To be clear, I think this story is more pessimistic about our own time than about the broken future Brad is from. After all, Brad gets it when Sitra says she’d rather go home than live through the early twenty-first century. I wrote the story in May of 2020, which was quite a grim time in the American consciousness. (Now of course we feel like there is light at the end of the tunnel, even though the daily body count of global COVID deaths is still, when I write this in May of ’21, much higher than it was in those early months.)
Anyhow, hope! Well, the vaccine certainly gives me hope. It’s a scientific marvel, and getting vaxxed made me feel like a huge emotional burden was finally lifted—highly recommended! I’m also always encouraged by the ever-dropping costs of renewable energy deployment. Switching to solar and wind isn’t necessarily going to be easy, but in many ways it will be cheaper than simply keeping up the current system, and will come with lots of opportunities to disrupt existing inequalities. In fact, most of what we need to do to save the planet from climate change are things we need to do to save ourselves from capitalism. I find hope in energized movements to rebuild the American labor movement, like the push to unionize Amazon and pass the PRO Act. In many ways working people are at a nadir of class power—the world’s billionaires looted trillions of dollars from us during 2020—but there is a definite sense of an upswing there. And I find hope in the mass movements for racial justice that arose a year ago, when the organizing terrain couldn’t have been worse. Truly history is something that happens whether we feel like it or not, that’s bigger than any one of us, and even when we find ourselves beaten down and demoralized, that may be the very moment that others find the right conditions and impetus to rise up.
How does the future look for your own fiction?
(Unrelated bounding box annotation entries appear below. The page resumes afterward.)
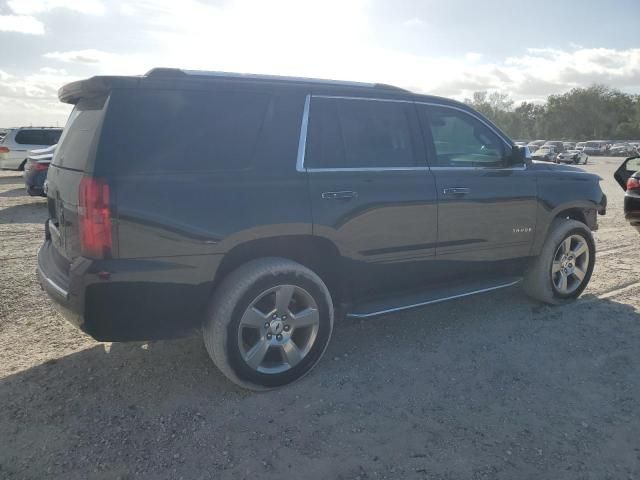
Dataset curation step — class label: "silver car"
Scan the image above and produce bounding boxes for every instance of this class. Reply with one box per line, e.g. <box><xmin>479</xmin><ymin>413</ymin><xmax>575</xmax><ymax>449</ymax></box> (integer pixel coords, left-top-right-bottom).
<box><xmin>0</xmin><ymin>127</ymin><xmax>62</xmax><ymax>170</ymax></box>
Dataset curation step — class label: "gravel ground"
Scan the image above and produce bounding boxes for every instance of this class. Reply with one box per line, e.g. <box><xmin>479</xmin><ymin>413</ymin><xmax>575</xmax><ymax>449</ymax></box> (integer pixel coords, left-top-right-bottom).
<box><xmin>0</xmin><ymin>158</ymin><xmax>640</xmax><ymax>479</ymax></box>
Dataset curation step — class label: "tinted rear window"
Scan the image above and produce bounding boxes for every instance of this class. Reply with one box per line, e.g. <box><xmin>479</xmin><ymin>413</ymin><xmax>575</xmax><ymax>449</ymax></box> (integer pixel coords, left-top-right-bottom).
<box><xmin>107</xmin><ymin>90</ymin><xmax>272</xmax><ymax>174</ymax></box>
<box><xmin>53</xmin><ymin>97</ymin><xmax>106</xmax><ymax>171</ymax></box>
<box><xmin>16</xmin><ymin>129</ymin><xmax>62</xmax><ymax>146</ymax></box>
<box><xmin>305</xmin><ymin>97</ymin><xmax>417</xmax><ymax>168</ymax></box>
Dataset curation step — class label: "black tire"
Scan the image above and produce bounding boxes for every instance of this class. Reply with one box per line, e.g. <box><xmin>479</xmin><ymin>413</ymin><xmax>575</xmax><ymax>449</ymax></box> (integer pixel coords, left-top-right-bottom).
<box><xmin>523</xmin><ymin>218</ymin><xmax>596</xmax><ymax>305</ymax></box>
<box><xmin>203</xmin><ymin>257</ymin><xmax>334</xmax><ymax>390</ymax></box>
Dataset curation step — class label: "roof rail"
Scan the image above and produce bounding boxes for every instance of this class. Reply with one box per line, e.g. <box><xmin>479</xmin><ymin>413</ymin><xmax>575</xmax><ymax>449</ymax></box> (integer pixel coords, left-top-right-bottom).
<box><xmin>145</xmin><ymin>68</ymin><xmax>408</xmax><ymax>92</ymax></box>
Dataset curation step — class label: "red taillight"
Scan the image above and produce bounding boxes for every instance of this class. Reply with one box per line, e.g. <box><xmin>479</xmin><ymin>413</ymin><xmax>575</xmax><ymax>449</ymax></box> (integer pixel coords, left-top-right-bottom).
<box><xmin>627</xmin><ymin>177</ymin><xmax>640</xmax><ymax>191</ymax></box>
<box><xmin>78</xmin><ymin>177</ymin><xmax>111</xmax><ymax>257</ymax></box>
<box><xmin>31</xmin><ymin>162</ymin><xmax>49</xmax><ymax>172</ymax></box>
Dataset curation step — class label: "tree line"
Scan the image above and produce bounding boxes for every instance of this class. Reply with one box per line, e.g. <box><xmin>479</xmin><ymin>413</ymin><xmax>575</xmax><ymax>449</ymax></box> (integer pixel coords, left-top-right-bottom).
<box><xmin>465</xmin><ymin>85</ymin><xmax>640</xmax><ymax>141</ymax></box>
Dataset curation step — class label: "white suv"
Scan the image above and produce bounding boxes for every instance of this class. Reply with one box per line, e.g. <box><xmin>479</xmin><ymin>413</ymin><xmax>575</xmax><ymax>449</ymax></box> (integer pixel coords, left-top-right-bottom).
<box><xmin>0</xmin><ymin>127</ymin><xmax>62</xmax><ymax>170</ymax></box>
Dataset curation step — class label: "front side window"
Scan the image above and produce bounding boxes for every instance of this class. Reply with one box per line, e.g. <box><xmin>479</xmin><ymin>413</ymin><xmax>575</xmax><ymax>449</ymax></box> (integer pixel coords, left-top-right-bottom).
<box><xmin>425</xmin><ymin>107</ymin><xmax>507</xmax><ymax>168</ymax></box>
<box><xmin>16</xmin><ymin>130</ymin><xmax>45</xmax><ymax>145</ymax></box>
<box><xmin>305</xmin><ymin>97</ymin><xmax>416</xmax><ymax>168</ymax></box>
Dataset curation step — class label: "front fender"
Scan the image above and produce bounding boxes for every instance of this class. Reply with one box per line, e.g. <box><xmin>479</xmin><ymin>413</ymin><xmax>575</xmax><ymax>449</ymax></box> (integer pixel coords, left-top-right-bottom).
<box><xmin>531</xmin><ymin>171</ymin><xmax>606</xmax><ymax>255</ymax></box>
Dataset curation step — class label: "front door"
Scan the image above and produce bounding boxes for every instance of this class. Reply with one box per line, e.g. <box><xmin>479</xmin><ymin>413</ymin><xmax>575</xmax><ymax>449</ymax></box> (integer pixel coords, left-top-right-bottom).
<box><xmin>303</xmin><ymin>96</ymin><xmax>437</xmax><ymax>296</ymax></box>
<box><xmin>418</xmin><ymin>104</ymin><xmax>537</xmax><ymax>274</ymax></box>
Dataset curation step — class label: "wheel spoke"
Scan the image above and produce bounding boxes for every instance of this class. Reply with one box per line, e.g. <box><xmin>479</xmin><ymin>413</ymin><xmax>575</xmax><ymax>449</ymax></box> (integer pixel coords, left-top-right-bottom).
<box><xmin>291</xmin><ymin>307</ymin><xmax>320</xmax><ymax>328</ymax></box>
<box><xmin>276</xmin><ymin>285</ymin><xmax>295</xmax><ymax>315</ymax></box>
<box><xmin>240</xmin><ymin>307</ymin><xmax>267</xmax><ymax>328</ymax></box>
<box><xmin>558</xmin><ymin>272</ymin><xmax>567</xmax><ymax>292</ymax></box>
<box><xmin>282</xmin><ymin>340</ymin><xmax>302</xmax><ymax>367</ymax></box>
<box><xmin>244</xmin><ymin>338</ymin><xmax>270</xmax><ymax>370</ymax></box>
<box><xmin>573</xmin><ymin>242</ymin><xmax>588</xmax><ymax>258</ymax></box>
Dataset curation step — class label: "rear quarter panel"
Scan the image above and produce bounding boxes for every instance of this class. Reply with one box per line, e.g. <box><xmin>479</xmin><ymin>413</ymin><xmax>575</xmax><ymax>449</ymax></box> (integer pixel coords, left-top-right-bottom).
<box><xmin>102</xmin><ymin>85</ymin><xmax>312</xmax><ymax>258</ymax></box>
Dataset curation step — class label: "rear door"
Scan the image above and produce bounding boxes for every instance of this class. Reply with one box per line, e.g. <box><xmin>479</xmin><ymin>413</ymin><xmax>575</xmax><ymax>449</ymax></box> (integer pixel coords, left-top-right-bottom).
<box><xmin>298</xmin><ymin>95</ymin><xmax>437</xmax><ymax>295</ymax></box>
<box><xmin>47</xmin><ymin>97</ymin><xmax>107</xmax><ymax>260</ymax></box>
<box><xmin>417</xmin><ymin>104</ymin><xmax>537</xmax><ymax>273</ymax></box>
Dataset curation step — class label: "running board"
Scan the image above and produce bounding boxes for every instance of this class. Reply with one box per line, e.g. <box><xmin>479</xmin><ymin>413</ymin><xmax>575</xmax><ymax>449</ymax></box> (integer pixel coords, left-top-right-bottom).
<box><xmin>347</xmin><ymin>277</ymin><xmax>522</xmax><ymax>318</ymax></box>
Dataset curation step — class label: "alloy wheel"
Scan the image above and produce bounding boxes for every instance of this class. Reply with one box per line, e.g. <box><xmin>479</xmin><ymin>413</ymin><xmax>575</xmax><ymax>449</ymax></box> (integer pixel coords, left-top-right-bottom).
<box><xmin>551</xmin><ymin>234</ymin><xmax>590</xmax><ymax>295</ymax></box>
<box><xmin>238</xmin><ymin>285</ymin><xmax>320</xmax><ymax>374</ymax></box>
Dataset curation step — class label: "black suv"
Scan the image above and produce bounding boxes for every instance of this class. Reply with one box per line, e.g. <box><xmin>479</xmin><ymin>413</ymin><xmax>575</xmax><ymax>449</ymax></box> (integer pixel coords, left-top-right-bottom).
<box><xmin>38</xmin><ymin>69</ymin><xmax>605</xmax><ymax>389</ymax></box>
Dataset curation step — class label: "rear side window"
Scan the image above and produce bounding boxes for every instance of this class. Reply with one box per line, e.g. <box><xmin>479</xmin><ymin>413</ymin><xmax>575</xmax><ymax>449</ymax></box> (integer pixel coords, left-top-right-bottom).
<box><xmin>103</xmin><ymin>90</ymin><xmax>271</xmax><ymax>174</ymax></box>
<box><xmin>305</xmin><ymin>97</ymin><xmax>417</xmax><ymax>168</ymax></box>
<box><xmin>16</xmin><ymin>129</ymin><xmax>62</xmax><ymax>146</ymax></box>
<box><xmin>420</xmin><ymin>106</ymin><xmax>505</xmax><ymax>167</ymax></box>
<box><xmin>53</xmin><ymin>97</ymin><xmax>106</xmax><ymax>171</ymax></box>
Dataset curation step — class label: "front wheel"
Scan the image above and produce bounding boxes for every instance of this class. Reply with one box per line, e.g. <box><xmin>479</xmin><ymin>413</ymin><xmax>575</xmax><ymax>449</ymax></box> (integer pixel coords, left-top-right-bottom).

Do you have any upcoming projects you’d like people to watch for?
I just signed a contract to have a cli-fi fix-up novel I originally wrote as my master’s thesis published by Fordham University Press, and I’m very stoked about that. It’s a set of five novelettes, each one exploring the future of the UN climate negotiations and each set in a different socio-economic-climate scenario. So if you like this story’s tone, and its climate politics take on the branching possibilities of future history, I very much hope you keep an eye out for that book, likely early next year.